Prior to World War I, most homes had lath and plaster for their wall material. After the war, the housing boom created a market for a faster way to finish walls, and drywall was invented. Today it is the primary finish material for interior walls.
What is drywall?
Drywall is a building material used to cover framing on walls and ceilings. It’s made from gypsum, which is a naturally occurring mineral in plentiful supply (making it an eco-friendly choice). The gypsum is mixed with added materials to create a slurry, which is sandwiched between two layers of paper and dried.
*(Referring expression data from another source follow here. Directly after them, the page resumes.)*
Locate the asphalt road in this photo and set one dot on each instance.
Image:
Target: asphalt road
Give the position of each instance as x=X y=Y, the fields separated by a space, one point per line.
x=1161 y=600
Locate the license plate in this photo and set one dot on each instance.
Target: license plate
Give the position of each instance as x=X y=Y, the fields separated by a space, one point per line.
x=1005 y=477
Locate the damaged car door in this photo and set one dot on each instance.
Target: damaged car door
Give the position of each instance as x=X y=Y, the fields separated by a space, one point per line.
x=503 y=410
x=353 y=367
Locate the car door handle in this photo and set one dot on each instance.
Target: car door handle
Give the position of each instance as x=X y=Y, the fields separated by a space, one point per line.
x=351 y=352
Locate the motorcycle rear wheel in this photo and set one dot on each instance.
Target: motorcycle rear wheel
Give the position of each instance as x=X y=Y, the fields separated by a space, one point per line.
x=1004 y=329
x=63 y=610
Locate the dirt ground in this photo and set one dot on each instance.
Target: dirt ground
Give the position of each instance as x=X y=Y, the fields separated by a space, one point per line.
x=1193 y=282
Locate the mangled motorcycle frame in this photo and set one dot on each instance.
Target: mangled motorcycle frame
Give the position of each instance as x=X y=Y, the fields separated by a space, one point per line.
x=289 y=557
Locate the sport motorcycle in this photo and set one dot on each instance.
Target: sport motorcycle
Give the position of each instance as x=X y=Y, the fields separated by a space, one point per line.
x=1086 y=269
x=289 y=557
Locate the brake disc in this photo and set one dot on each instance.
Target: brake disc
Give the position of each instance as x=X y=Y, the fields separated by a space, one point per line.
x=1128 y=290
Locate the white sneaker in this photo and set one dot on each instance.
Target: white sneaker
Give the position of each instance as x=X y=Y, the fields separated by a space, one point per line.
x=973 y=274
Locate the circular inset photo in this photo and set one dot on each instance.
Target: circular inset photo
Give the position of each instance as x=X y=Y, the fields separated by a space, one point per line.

The paper type and thickness, along with the chemicals in the slurry, determine the type of drywall.
Drywall can also be called gypsum board, wallboard, and sheetrock. (The latter is a brand name used by the U.S. Gypsum Corporation.)
Drywall provides fire resistance and soundproofing for walls and ceilings on the interior of residential and commercial buildings. It’s screwed onto the framing structure, the joints between drywall panels are taped to hide the gap, then mud is applied to smooth the transition and patch the screw holes. Once the mud dries, it’s sanded to a fine finish and the wall is textured or painted, depending on the desired finish.
Drywall comes in a variety of thicknesses, each used in different applications. Multiple layers of drywall can be installed to increase fire resistance or soundproofing qualities.
The thinnest wallboard is ¼ inch, which is used primarily on curved walls. Its thinness allows it to be more flexible, especially when wet. Once the drywall is dry, it’s finished like regular drywall.
The most common thickness of drywall is ½ inch. This is used on the majority of walls in residential and commercial construction. It provides 30 minutes of fire protection. Multiple layers are often installed in rooms or areas that need more protection.
For more fire resistance or soundproofing, ⅝ inch drywall can be used. It provides 60 minutes of fire resistance and is often installed in layers to provide more protection.
6 Common types of drywall
There are several types of drywall, usually differentiated by the color of the paper surrounding the drywall. The variations are created by different paper types and the addition of chemicals to the slurry.